As usual when we travel, we like to find a local farmers' market to see how other towns' vendors set up. White tents and colorful veggies...and lots of folks heading in that direction led us to the right place.
We saw all the usual luscious veggies and delicious baked items but also jewelry and several craft tents, whereas our market doesn't allow crafty items...like Granny's baskets, unfortunately.
The official sign for the Manassas Farmers' Market welcomed customers:I love the creativity...this vendor displayed wax beans falling out of a basket: And, of course, I spotted the Mason jars of flowers for sale: Being a Civil War Weekend, some re-enactors came strolling into market from the encampment across the street...I think mainly to excite everyone and for a photo op, because they didn't even pick up a single veggie! The bearded man in back was portraying General Stonewall Jackson: After we browsed the market, we attended the Re-enactors' Parade...very interesting seeing all the ladies' dresses: We walked over to the grounds of the Manassas Museum where several dozen tents were set up, campfires were blazing, horses were stomping, cannons were being fired, and drizzle was starting to fall:The rain was on-again, off-again throughout the morning, but then began coming down quite steadily and making a mess of the day: This was a good time to go inside the museum to see the quilt displays. Actually, many more items than quilts were on display, but that's the main thing that I saw:And another beautiful one:
It was at this point that my cell phone started ringing...my sister was calling from SC to let me know she had just called 9-1-1, and they had rushed Granny to ER with shoulder and chest pain and feeling terrible. So the rest of the day I spent praying off and on as we went about our activities for the doctors to have wisdom to determine what was wrong and that all would be well.
Granny spent the weekend in the hospital and yesterday had a Heart Catheterization done; the doctor ballooned out three small blockages.

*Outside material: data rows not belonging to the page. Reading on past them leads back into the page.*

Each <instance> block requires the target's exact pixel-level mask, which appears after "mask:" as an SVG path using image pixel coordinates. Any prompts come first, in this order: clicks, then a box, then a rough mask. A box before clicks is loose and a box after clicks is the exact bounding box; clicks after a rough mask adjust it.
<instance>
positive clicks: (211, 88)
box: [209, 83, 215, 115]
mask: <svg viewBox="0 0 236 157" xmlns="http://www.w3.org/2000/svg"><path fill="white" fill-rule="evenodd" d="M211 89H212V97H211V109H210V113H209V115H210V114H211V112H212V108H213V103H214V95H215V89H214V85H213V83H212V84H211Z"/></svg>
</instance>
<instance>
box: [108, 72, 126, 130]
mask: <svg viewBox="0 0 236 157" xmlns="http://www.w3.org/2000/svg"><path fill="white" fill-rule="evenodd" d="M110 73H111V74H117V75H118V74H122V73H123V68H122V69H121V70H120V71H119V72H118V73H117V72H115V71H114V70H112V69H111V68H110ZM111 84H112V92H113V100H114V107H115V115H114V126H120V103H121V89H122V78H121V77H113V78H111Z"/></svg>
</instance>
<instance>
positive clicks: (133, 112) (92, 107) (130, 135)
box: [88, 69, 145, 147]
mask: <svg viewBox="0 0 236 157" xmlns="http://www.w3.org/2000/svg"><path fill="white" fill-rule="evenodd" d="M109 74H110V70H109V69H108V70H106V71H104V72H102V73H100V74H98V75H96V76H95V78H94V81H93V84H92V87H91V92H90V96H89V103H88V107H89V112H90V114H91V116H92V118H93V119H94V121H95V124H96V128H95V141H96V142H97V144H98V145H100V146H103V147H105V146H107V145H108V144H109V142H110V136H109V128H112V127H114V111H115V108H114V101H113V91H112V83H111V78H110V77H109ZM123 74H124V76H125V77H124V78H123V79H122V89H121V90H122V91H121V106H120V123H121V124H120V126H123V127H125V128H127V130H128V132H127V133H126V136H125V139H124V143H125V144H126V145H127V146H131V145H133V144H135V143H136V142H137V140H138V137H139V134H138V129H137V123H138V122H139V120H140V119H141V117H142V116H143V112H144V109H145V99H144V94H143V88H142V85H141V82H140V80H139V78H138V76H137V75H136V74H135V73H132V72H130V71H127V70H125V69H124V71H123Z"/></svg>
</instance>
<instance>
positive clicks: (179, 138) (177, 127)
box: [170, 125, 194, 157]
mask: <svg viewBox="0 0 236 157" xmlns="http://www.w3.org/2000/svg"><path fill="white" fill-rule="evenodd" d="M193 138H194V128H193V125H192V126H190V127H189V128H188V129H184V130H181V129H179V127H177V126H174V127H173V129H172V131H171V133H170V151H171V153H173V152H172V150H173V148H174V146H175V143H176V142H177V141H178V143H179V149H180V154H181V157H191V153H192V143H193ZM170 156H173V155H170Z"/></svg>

I spoke with her this morning, and she's doing okay and will probably go home after lunch today. We are so thankful! Thank you for your prayers for her smooth recovery!
Okay...back to the Civil War days...
These guys' wool coats were drenched as they sat in pouring rain giving their presentation, but they continued taking questions from all of us huddling under umbrellas: We then rode an open-air, tractor-pulled wagon over to Liberia Plantation and toured the house and grounds. There was also a quilt display here...mostly modern quilts versus Civil War era. The quilter was on-site, and it was interesting meeting her and seeing her expertise: Here's another quite colorful one: By the time the wagon took us back to the main area, I was ready to go to the motel for a hot shower and to change my wet clothes and shoes before the evening concert. There are so many more pictures I could post for the first day, but I'll just wrap up Anniversary ~ Day 1 with the Sound of Music concert.

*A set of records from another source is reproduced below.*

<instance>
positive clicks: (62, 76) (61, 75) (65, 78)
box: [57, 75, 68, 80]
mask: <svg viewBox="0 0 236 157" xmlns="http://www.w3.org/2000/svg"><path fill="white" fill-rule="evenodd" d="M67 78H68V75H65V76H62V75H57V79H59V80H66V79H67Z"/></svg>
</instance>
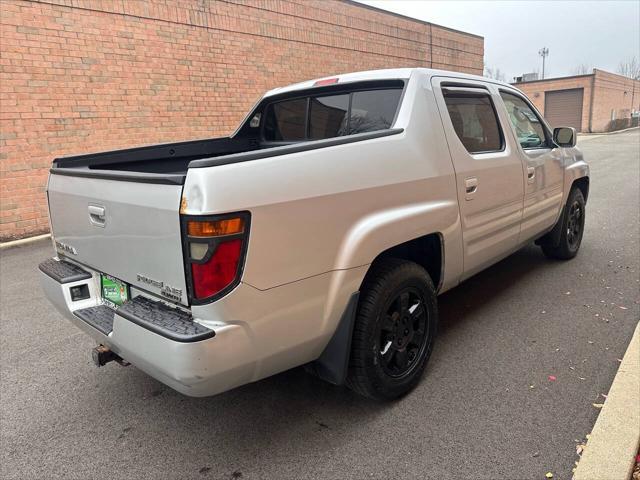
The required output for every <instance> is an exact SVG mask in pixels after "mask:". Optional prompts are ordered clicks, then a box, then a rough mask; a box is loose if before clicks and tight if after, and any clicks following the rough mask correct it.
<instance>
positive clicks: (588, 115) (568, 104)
mask: <svg viewBox="0 0 640 480" xmlns="http://www.w3.org/2000/svg"><path fill="white" fill-rule="evenodd" d="M513 85H514V86H516V87H518V88H519V89H520V90H522V91H523V92H524V93H525V94H526V95H527V96H528V97H529V98H530V99H531V100H532V101H533V103H534V104H535V106H536V107H537V108H538V110H540V112H542V114H543V115H544V116H545V118H546V119H547V120H548V121H549V123H550V124H551V125H552V126H554V127H559V126H570V127H574V128H576V129H577V130H578V131H580V132H593V133H595V132H610V131H613V130H620V129H621V128H627V127H630V126H632V125H638V123H637V122H638V119H637V118H635V119H632V118H631V117H632V115H631V114H632V112H638V111H639V110H640V80H632V79H631V78H628V77H623V76H622V75H616V74H614V73H609V72H605V71H604V70H598V69H594V70H593V73H591V74H588V75H575V76H572V77H561V78H547V79H544V80H533V81H529V82H517V83H514V84H513Z"/></svg>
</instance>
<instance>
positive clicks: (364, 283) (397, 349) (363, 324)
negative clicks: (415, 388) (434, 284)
mask: <svg viewBox="0 0 640 480" xmlns="http://www.w3.org/2000/svg"><path fill="white" fill-rule="evenodd" d="M437 323H438V310H437V303H436V292H435V288H434V286H433V282H432V281H431V278H430V277H429V274H428V273H427V272H426V271H425V269H424V268H422V267H421V266H420V265H418V264H416V263H413V262H409V261H405V260H400V259H396V258H387V259H383V260H381V261H380V262H378V263H377V264H375V265H374V266H373V267H372V269H371V271H370V272H369V273H368V274H367V277H366V279H365V281H364V284H363V287H362V289H361V293H360V302H359V304H358V312H357V315H356V321H355V325H354V330H353V338H352V344H351V357H350V362H349V372H348V375H347V386H349V388H351V389H352V390H354V391H355V392H357V393H359V394H361V395H364V396H365V397H369V398H372V399H376V400H392V399H395V398H398V397H401V396H402V395H405V394H406V393H408V392H409V391H411V390H412V389H413V388H414V387H415V386H416V385H417V384H418V382H419V381H420V378H421V377H422V373H423V371H424V369H425V366H426V364H427V360H428V359H429V356H430V355H431V351H432V349H433V343H434V339H435V335H436V330H437Z"/></svg>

Here's Tom waiting for the show to start. Thankfully, we had seats under cover in the 6,800-seat indoor/outdoor theatre...tons of people had tickets for the wet upper lawn.Before the movie began, folks were invited to take part in a costume contest. See that row of folks on stage below...they're all dressed up as "something" from the Sound of Music. There's a family on the far left that was dressed up as "brown paper packages tied up with string." Down just a bit from them there was a couple who was costumed as "tea with jam and bread." So creative!
I was actually sitting next to "girls in white dresses with blue satin sashes." And all the little girlies dressed like Gretl were so adorable. Tons of nun costumes, too. Folks went all out for the show!The large screen movie was a sing-along complete with words written on the screen for the audience to sing. We also had "props" to display at various times to really liven things up and to help everyone feel a part of the show.
What a very nice time at Wolf Trap!
Anniversary Day 2~
The next morning dawned dry and sunny! Yay! As we approached the campsites again, everyone was drying out their blankets and clothing. The String Band was playing Amazing Grace and other tunes, and we sat near their tent to listen: Our next stop was Ben Lomond Manor House which included the main house, slave quarter, dairy and smokehouse. The main house was used as a Confederate hospital, so some of those rooms were quite gory...though very interesting: My main interest here was the Kitchen Garden: Sage, asparagus, rosemary, and lavender were growing here:The only plant I didn't recognize was tansy planted in this garden bed below (bottom center):
So I looked up tansy once we returned home and found out it has many uses. Does anyone plant tansy in your gardens?
Tansy can be used for conceiving and preventing miscarriages, insect repellent, placed in coffins, repels beetles if planted by potatoes, placed on window sills to repel flies (we need tansy here in the Valley!), and as a flavoring in omelets, so maybe that's why this cook planted it in her kitchen garden.
Also dried tansy is used by some bee-keepers as fuel in a bee smoker. I'll have to tell Jonathan this when he starts his bees again. I'm thinking I should plant some tansy next spring in our garden! You can read more about it here. Very interesting!
And last, here's the heirloom rose garden (although it looks quite neat with the layout, it really could have used a Master Gardener's loving touch!). Unfortunately, the roses were not in bloom when we were there: Well, did you feel like you went to Manassas with us? We thoroughly enjoyed spending time together for our anniversary, and now...it's time to quit playing and get back to work!